Welcome to Petroleum Geology Forums

This is a free online community that aims to bring petroleum professionals and geologists together and share valuable knowledge. Registration is easy so become a member now for instant free access.
  • Petroleum Geologists can stay up to date with industry related topics and exchange ideas and concepts.
  • Upstream Oil and Gas Consultants get a chance to share their expertise and gain exposure to land future projects.
  • Geology students and graduates can join the discussion and get into contact with potential future employees.

  >> Register Now





Post new topic Reply to topic  [ 5 posts ] 
What software would you like to see? 
Author Message

Joined: Thu Apr 14, 2011 7:43 pm
Posts: 12
Location: Aberdeen
Post What software would you like to see?
Hi all,

This is my first post on the forums so hope to contribute as have been searching for a place like this for a while now.

Was wondering whether you believe that there is specific software that you would like to see on the E&P side of Geology that would make your jobs/interests easier or whether you think there's a bit of over-saturation and that most ideas have pretty much been made and can only be improved on.
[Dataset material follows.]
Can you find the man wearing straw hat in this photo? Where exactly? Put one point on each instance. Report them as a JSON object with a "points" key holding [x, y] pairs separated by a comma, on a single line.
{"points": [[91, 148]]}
Is there anything you think could improve the accuracy/time of tasks etc?

I'm currently a final year BSc Geology student and I'm undertaking an MSc Computer Science next year but am not too up to date with what kind of software is out and about/widely used.


Thu Apr 14, 2011 7:48 pm

Joined: Wed Sep 01, 2010 10:06 pm
Posts: 107
Post Re: What software would you like to see?
Welcome to the forums!

Basically, it's a jungle out there with a lot of software packages that offer an immense range of functionality. Most service companies (Halliburton, Schlumberger, Backer Hughes) offer complete packages to cover all that is needed throughout the Geoscience process. I only am involved with Petrel (Schlumberger) and can actually do (almost) everything I need to do from within a single program (with multiple modules). Other disciplines might need to use a range of different software from different providers. And it you start touching on finance, planning, HR, logistics, refining, marketing, etc than you obviously open up an ever larger software portfolio all operators need.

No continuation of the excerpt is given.